A third line of traffic was added allowing for ships of up to 14,000 containers to pass, compared to the former capacity of 5,000 containers
Latin America can seize this opportunity to stimulate trade routes and develop new infrastructure.
The expansion of the Panama Canal, inaugurated this past June 26 following 9 years of work and 5.4 billion dollars in investment, has almost tripled its capacity; and it is expected to double its revenues as a long-term trade enabler in the region. According to data provided by the Maersk Group, before the works took place it was already one of the most important waterways in the world serving 12,000 vessels per year, connecting 144 maritime routes and 160 countries.
“The expanded Panama Canal will have a beneficial domino effect across the region since it will be a key route for trade with Asia and Europe. Panama consolidates itself as the ultimate logistics hub and one of the main points of international trade, " said Luis Alberto Moreno, President of the Inter-American Development Bank (IDB), one of the entities that participated in the financing and that also supports the modernization of ports in the region. Moreno explained that the new cargo volumes will multiply across the American continent and generate profound changes in the logistics chain.
A report prepared by the Maersk Group affirms that the Panama Canal expansion will provide scale economies with improved transit times and lower maritime transportation costs. It will also alter trade routes, where the greatest benefit is expected to be seen on the West Coast of Latin America, as the canal is a strategic route for trade with Europe and Asia, and many ports in this region have already made the necessary investments in infrastructure. This site compares the differences in draft, width and length between the old locks and the new locks of the Panama Canal.
Products and areas that will benefit the most
The expansion represents the largest project in the Canal since its construction 102 years ago. Its course, 74 kilometers long, enables maritime traffic between the Pacific Ocean and the Caribbean Sea, saving up to 8,000 kilometers from Ecuador to Europe through Panama, compared to the journey from the southern tip of South America through Cape Horn, which is only navigable during five months of the year due to climatic reasons.
This means, for example, that bananas from Ecuador can reach consumer markets in Europe and Asia quicker than ever before. Fruit, fish and refrigerated products from across Latin America require special treatment to preserve their state during travel. The expanded canal – together with evolving technology in temperature-controlled containers – offers better opportunities for these exports and ensures their quality when reaching new markets.
José Barbero, Dean of the Transportation Institute of the National University of San Martin, Argentina, points out that liquefied gas exports departing from the Gulf of Mexico or Trinidad and Tobago towards South America, for example, can now circulate easier and with lower freight costs. “The Panama Canal expansion is the crystallization of a trend affecting the waterways and the entire port system in the world, which is the need for larger vessels in order to achieve scale economies”, said Barbero.
And precisely because larger vessels are traveling these routes is that the region’s ports must adapt with new infrastructure to be able to receive them: from locks to draft, to the size of the cranes, berthing sites and access to ports, among other improvements.
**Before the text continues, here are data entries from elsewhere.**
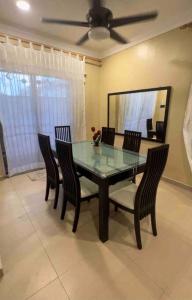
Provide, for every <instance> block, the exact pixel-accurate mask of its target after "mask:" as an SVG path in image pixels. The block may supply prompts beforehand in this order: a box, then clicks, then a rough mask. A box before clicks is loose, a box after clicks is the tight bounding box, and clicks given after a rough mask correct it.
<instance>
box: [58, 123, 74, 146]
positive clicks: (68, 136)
mask: <svg viewBox="0 0 192 300" xmlns="http://www.w3.org/2000/svg"><path fill="white" fill-rule="evenodd" d="M55 138H56V139H58V140H61V141H64V142H69V143H71V129H70V126H68V125H67V126H55Z"/></svg>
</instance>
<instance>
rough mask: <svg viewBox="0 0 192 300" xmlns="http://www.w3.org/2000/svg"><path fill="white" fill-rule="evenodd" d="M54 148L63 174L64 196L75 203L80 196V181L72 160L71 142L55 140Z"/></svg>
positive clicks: (75, 202) (72, 157)
mask: <svg viewBox="0 0 192 300" xmlns="http://www.w3.org/2000/svg"><path fill="white" fill-rule="evenodd" d="M56 150H57V158H58V160H59V165H60V167H61V171H62V175H63V188H64V196H65V197H67V200H69V201H70V202H72V203H73V204H74V205H76V203H77V201H78V199H79V198H80V182H79V178H78V176H77V174H76V169H75V165H74V162H73V154H72V144H71V143H68V142H63V141H60V140H56Z"/></svg>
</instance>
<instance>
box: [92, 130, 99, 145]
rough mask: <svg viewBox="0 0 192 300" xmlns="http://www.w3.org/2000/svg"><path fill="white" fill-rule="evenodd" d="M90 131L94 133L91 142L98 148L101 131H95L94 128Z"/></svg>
mask: <svg viewBox="0 0 192 300" xmlns="http://www.w3.org/2000/svg"><path fill="white" fill-rule="evenodd" d="M91 131H92V132H93V133H94V134H93V142H94V145H95V146H99V142H100V140H101V130H97V131H96V129H95V127H91Z"/></svg>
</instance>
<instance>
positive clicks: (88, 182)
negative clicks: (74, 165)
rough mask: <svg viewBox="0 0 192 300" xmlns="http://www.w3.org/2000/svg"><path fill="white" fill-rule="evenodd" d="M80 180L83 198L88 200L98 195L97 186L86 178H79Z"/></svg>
mask: <svg viewBox="0 0 192 300" xmlns="http://www.w3.org/2000/svg"><path fill="white" fill-rule="evenodd" d="M79 180H80V185H81V198H86V197H89V196H91V195H94V194H97V193H98V191H99V189H98V185H97V184H95V183H94V182H92V181H91V180H89V179H87V178H86V177H84V176H82V177H81V178H79Z"/></svg>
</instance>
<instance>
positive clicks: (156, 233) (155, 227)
mask: <svg viewBox="0 0 192 300" xmlns="http://www.w3.org/2000/svg"><path fill="white" fill-rule="evenodd" d="M151 226H152V231H153V235H154V236H157V227H156V214H155V208H154V209H153V210H152V212H151Z"/></svg>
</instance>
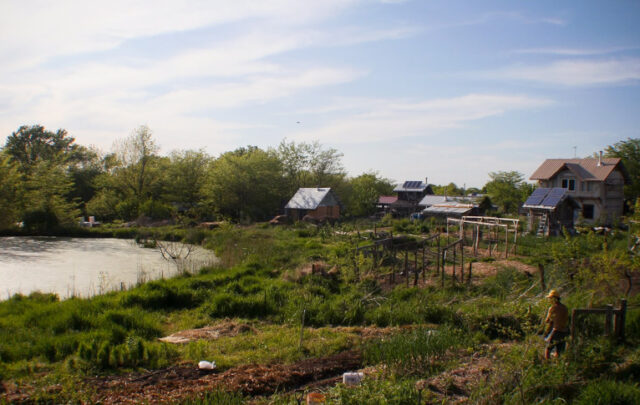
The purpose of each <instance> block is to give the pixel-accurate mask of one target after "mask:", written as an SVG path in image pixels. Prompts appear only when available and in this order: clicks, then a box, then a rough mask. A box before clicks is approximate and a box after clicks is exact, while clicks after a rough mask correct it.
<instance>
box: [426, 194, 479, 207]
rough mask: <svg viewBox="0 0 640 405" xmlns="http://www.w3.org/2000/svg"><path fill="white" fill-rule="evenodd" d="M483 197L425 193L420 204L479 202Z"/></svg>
mask: <svg viewBox="0 0 640 405" xmlns="http://www.w3.org/2000/svg"><path fill="white" fill-rule="evenodd" d="M480 199H481V197H477V196H473V197H472V196H467V197H461V196H444V195H425V196H424V197H423V198H422V200H420V202H419V203H418V205H422V206H423V207H431V206H432V205H435V204H445V203H465V204H477V203H478V201H479V200H480Z"/></svg>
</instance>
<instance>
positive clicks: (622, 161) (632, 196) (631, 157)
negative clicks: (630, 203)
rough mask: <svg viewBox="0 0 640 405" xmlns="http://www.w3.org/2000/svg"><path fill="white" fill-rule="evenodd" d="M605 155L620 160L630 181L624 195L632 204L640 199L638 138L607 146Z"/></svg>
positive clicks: (634, 202)
mask: <svg viewBox="0 0 640 405" xmlns="http://www.w3.org/2000/svg"><path fill="white" fill-rule="evenodd" d="M605 154H606V157H617V158H620V159H621V160H622V164H623V165H624V167H625V169H626V170H627V174H628V175H629V179H630V184H627V185H626V186H625V187H624V195H625V197H626V198H628V199H630V200H631V201H632V204H634V203H635V201H636V200H637V199H638V198H639V197H640V138H628V139H627V140H626V141H620V142H616V143H615V144H613V145H610V146H607V148H606V150H605Z"/></svg>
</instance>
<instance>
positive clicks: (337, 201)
mask: <svg viewBox="0 0 640 405" xmlns="http://www.w3.org/2000/svg"><path fill="white" fill-rule="evenodd" d="M334 205H339V202H338V200H337V199H336V198H335V196H334V195H333V192H332V191H331V188H329V187H326V188H321V187H318V188H316V187H314V188H299V189H298V191H297V192H296V193H295V194H294V196H293V197H291V200H289V202H288V203H287V205H285V208H289V209H297V210H315V209H316V208H318V207H321V206H334Z"/></svg>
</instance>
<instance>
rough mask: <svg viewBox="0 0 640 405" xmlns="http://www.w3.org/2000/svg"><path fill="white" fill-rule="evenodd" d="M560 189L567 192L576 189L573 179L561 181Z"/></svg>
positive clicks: (574, 182) (575, 182) (574, 181)
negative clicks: (564, 189)
mask: <svg viewBox="0 0 640 405" xmlns="http://www.w3.org/2000/svg"><path fill="white" fill-rule="evenodd" d="M562 188H566V189H568V190H569V191H574V190H575V189H576V181H575V179H562Z"/></svg>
The American Association of Port Authorities estimates that the United States will invest approximately US$ 155 billion towards these ends. South American ports are also in the race to expand.
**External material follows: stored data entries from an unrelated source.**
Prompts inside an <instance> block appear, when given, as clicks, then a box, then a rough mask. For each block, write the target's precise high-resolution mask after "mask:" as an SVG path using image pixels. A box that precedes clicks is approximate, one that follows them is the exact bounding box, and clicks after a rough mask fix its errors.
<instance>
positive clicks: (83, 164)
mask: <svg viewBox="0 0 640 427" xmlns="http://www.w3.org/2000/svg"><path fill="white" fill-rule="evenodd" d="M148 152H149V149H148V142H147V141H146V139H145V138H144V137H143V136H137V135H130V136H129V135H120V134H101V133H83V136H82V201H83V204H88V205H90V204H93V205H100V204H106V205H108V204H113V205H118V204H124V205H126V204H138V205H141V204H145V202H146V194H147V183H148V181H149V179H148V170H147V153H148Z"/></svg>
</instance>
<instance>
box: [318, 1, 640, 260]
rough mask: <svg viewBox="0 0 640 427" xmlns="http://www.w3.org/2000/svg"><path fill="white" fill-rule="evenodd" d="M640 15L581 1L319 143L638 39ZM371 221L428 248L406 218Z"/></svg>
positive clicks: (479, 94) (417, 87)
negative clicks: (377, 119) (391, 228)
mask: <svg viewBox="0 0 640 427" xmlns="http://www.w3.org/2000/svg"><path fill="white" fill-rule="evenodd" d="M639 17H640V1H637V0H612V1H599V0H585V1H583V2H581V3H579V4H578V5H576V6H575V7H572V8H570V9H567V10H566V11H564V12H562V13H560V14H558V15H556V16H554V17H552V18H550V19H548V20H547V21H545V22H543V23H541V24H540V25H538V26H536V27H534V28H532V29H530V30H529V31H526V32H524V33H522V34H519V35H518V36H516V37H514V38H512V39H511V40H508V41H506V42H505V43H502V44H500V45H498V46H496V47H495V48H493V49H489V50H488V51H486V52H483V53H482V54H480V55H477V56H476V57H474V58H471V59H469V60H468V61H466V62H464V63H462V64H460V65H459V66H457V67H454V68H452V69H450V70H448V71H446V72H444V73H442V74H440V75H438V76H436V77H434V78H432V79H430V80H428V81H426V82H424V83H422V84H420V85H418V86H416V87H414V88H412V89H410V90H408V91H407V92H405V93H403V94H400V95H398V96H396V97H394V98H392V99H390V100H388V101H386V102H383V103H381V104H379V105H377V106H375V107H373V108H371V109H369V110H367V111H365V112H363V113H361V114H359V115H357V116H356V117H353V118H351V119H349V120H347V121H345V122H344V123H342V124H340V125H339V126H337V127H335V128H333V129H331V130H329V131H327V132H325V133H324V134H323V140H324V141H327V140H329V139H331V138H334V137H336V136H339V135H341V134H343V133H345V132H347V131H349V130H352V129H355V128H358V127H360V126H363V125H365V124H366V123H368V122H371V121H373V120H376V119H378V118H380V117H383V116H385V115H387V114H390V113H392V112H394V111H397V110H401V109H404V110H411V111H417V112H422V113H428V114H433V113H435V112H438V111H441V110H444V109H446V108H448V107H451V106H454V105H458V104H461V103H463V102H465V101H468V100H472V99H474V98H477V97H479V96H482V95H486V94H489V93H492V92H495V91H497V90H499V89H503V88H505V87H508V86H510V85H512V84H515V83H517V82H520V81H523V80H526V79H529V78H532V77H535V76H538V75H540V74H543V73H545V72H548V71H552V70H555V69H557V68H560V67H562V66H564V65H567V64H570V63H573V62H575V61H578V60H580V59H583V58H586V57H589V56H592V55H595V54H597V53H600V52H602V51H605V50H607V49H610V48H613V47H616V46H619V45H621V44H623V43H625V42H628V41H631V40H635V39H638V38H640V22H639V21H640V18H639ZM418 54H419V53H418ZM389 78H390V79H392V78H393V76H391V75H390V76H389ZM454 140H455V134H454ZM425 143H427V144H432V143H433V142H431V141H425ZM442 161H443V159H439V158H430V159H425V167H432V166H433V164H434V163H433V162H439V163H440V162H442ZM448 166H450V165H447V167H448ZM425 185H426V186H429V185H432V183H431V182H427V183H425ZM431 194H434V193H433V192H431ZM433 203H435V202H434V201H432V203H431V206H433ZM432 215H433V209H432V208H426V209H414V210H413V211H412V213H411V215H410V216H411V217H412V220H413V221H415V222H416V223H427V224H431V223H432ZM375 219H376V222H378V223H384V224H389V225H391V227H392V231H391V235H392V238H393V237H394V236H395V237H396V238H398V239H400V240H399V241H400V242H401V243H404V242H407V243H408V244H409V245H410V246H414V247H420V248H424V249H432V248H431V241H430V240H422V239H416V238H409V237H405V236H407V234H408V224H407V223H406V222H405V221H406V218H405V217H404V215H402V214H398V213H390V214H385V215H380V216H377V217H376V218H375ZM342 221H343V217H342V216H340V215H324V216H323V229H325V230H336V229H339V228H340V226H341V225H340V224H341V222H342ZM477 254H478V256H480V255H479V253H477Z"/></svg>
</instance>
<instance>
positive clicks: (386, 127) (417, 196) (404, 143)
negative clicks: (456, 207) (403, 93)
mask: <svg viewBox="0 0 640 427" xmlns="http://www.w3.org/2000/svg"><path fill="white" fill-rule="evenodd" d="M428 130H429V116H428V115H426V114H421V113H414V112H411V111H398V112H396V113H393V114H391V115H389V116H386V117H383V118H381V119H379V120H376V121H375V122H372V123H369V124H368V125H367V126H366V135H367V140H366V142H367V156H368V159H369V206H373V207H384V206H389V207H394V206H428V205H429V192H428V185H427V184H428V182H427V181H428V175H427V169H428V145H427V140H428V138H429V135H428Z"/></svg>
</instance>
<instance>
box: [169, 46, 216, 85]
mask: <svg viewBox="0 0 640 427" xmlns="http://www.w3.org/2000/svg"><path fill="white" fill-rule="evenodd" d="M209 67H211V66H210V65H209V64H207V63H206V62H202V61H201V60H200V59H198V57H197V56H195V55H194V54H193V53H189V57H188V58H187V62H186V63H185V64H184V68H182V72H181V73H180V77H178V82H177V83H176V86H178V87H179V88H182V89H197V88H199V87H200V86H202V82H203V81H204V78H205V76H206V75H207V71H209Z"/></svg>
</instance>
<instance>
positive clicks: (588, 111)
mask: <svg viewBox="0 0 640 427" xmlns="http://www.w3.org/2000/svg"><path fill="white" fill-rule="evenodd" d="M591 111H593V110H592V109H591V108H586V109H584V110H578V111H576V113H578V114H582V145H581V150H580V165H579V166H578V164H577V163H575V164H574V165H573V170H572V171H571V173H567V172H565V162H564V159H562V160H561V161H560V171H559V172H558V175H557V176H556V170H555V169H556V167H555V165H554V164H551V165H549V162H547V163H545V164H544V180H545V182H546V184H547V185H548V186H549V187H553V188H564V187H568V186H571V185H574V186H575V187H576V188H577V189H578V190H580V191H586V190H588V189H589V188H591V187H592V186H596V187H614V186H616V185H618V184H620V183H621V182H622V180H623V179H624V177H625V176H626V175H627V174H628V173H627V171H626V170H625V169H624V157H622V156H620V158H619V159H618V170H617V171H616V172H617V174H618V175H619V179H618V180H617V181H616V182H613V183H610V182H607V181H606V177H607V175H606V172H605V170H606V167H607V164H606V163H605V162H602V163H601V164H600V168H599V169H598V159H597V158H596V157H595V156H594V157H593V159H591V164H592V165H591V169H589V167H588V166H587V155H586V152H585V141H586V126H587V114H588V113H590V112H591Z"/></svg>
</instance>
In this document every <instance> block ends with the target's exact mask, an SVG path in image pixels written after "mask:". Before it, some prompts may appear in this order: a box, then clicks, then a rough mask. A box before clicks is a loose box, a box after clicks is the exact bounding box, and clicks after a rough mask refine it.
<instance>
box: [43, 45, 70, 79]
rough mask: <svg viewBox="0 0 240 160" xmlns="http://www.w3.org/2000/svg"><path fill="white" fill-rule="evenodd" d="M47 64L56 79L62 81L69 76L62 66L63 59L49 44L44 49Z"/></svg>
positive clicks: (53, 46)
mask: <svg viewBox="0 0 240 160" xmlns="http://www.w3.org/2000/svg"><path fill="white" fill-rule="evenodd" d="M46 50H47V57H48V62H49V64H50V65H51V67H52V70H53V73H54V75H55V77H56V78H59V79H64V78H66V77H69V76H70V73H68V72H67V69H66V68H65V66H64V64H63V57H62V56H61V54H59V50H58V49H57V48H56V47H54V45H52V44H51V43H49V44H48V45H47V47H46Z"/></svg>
Global trade is at its lowest point in decades, whereby the full benefits of the Panama Canal expansion will not be seen until the demand hikes. However, the project has driven long required investments in infrastructure in the Americas, so whenever trade improves the continent will be ready to manage it.
The expansion is expected to gain a 10% share of the container traffic between Asia and the United States from the ports of the West Coast of this country to the East Coast by 2020, according to a recent report by the Boston Consulting Group and the supply chain management firm C.H. Robinson Worldwide Inc.
Additionally, according to Enrique García, President and Chief Executive Officer of the Development Bank of Latin America (CAF), the high logistics costs borne by countries in the region will go down, “which currently stand between 18% and 35% of the value of the products; it will have a direct impact on international trade and on the cost of living for the population, especially on that part which is living in remote and isolated areas.”